A propos du livre d’une prof qui n’aimait pas l’école. « Un Hamster à l’école «  de Nathalie Quintane ( La Fabrique )

 

            Nathalie Quintane est prof, mais elle n’aime ni l’école ni les profs. Enfin pas tout à fait. Elle estime que les profs ne sont plus de gauche et c’est pour ça que l’école ne va pas bien. Elle regrette l’école des années 70, à l’époque où les profs étaient vraiment de gauche. Mais depuis cette époque, on assiste à la liquidation d’une profession contre laquelle les profs ne font rien.

            La plupart des livres sur l’école sont écrits par des réacs-républicains qui nous expliquent que si l’école républicaine décline, c’est la faute du gauchisme, du pédagogisme, du laxisme, du constructivisme ou du communautarisme. Pour Nathalie Quintane, c’est l’inverse, si les profs « sont en voie de liquidation » c’est parce que les profs sont dépolitisés, parce ce qu’ils sont macronistes ou parce qu’ils sont de droite. Pour les profs réacs,  l’école c’était mieux avant 68, pour Nathalie Quintane c’était mieux juste après 68. Mais cela revient au même, l’école de toute façon, c’était mieux avant. A gauche aussi, il y a des déclinistes.

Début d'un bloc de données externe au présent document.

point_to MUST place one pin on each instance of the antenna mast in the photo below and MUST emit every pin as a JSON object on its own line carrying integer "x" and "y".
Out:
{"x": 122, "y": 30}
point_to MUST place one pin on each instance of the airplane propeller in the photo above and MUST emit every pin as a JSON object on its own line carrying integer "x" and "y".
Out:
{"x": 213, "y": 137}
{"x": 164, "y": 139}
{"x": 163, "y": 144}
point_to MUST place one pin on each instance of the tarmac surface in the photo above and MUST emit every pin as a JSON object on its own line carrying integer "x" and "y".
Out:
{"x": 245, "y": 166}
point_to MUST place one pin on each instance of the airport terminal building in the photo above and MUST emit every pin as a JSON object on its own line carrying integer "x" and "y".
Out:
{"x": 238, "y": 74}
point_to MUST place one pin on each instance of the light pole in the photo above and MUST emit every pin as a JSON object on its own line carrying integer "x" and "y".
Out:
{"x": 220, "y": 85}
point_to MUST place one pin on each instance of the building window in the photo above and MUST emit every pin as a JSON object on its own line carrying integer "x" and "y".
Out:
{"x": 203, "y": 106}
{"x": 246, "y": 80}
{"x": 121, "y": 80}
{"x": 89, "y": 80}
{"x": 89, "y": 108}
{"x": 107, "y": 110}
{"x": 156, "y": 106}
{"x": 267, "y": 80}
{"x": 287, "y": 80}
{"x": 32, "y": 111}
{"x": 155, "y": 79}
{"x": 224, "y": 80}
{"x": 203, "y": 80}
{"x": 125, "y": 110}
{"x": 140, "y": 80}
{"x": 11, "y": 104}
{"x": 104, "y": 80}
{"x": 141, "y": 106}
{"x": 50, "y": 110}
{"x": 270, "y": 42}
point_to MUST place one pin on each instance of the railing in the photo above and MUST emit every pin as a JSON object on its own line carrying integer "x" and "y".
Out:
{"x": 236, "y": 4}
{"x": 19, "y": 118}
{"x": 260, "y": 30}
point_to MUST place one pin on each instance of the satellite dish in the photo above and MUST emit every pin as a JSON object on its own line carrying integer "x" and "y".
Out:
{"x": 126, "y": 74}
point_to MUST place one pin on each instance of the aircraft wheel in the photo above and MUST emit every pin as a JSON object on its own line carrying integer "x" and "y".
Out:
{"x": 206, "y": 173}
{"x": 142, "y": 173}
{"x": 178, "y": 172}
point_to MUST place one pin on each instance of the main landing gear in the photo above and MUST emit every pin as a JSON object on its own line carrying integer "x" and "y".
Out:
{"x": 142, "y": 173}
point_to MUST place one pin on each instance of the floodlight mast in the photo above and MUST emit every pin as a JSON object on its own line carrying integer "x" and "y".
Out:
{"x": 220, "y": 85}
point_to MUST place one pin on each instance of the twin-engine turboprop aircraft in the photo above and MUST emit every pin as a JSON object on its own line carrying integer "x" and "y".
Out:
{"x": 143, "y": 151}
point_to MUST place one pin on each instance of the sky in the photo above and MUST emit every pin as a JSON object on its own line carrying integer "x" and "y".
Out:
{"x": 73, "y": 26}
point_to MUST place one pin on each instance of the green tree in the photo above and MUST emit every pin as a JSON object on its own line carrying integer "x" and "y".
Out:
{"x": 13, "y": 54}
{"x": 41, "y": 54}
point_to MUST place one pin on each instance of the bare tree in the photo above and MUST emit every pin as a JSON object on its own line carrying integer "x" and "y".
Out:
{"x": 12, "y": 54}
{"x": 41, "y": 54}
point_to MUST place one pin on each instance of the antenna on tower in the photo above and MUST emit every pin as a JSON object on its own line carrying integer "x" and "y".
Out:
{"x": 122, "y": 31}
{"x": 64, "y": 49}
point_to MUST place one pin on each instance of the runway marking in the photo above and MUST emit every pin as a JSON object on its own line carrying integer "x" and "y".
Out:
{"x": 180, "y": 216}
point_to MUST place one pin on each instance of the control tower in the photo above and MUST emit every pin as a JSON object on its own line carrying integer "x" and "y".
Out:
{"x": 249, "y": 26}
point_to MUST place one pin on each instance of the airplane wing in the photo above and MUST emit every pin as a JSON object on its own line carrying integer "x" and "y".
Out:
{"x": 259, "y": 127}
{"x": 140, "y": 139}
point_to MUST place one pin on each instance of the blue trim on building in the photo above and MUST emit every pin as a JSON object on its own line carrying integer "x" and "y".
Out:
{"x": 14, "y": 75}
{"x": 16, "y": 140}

            Visiblement le livre de Nathalie Quintane marche bien à gauche. Il est publié par « la Fabrique », un éditeur de gauche. Des extraits ont été publiés par le Monde Diplomatique et sur le site Lundi Matin, elle passe sur France-culture, elle est interviewée  par des médias en ligne de gauche, ce qui en dit aussi beaucoup sur la façon dont certains journalistes à la gauche de la gauche considèrent l’école. Le site  « Hors-série » est enthousiaste : « Incisif, juste et remarquable : tels sont les mots qui viennent à l’esprit pour qualifier « Un hamster à l’école » de Nathalie Quintane qui paraît aujourd’hui. Entre autobiographie et réflexion, Quintane évoque avec force son expérience de l’école, de la collégienne qu’elle fut à l’enseignante en collège qu’elle est désormais depuis bientôt une trentaine d’années. Physique, politique, sociale : l’école est pour Quintane une traversée totale qui interroge chacun à la fois dans les discours qu’il tient sur l’éducation nationale que sur sa place dans la société ». Pareil pour la revue Diacritik : « En vérité, ce n’est pas un livre sur l’école que nous offre ici l’inclassable Nathalie Quintane. C’est l’expérience sensible d’une institution en pleine liquidation, le récit en deux-trois coups de pinceaux de la destruction d’un métier. Pas de charabia, de mots savants, de grandes analyses. Nathalie Quintane ne fait pas la prof. D’ailleurs, elle n’en est pas une. Elle, c’est un hamster qui tourne dans sa roue et qui, un jour, s’est s’arrêté de tourner et s’est mis à regarder autour de lui, à interroger le décor, les murs, la table, l’estrade, les notes et toute cette étrange familiarité ». Une prof qui dénigre l’école ? Les journalistes de gauche, souvent surqualifiés et sur-cultivés, adorent.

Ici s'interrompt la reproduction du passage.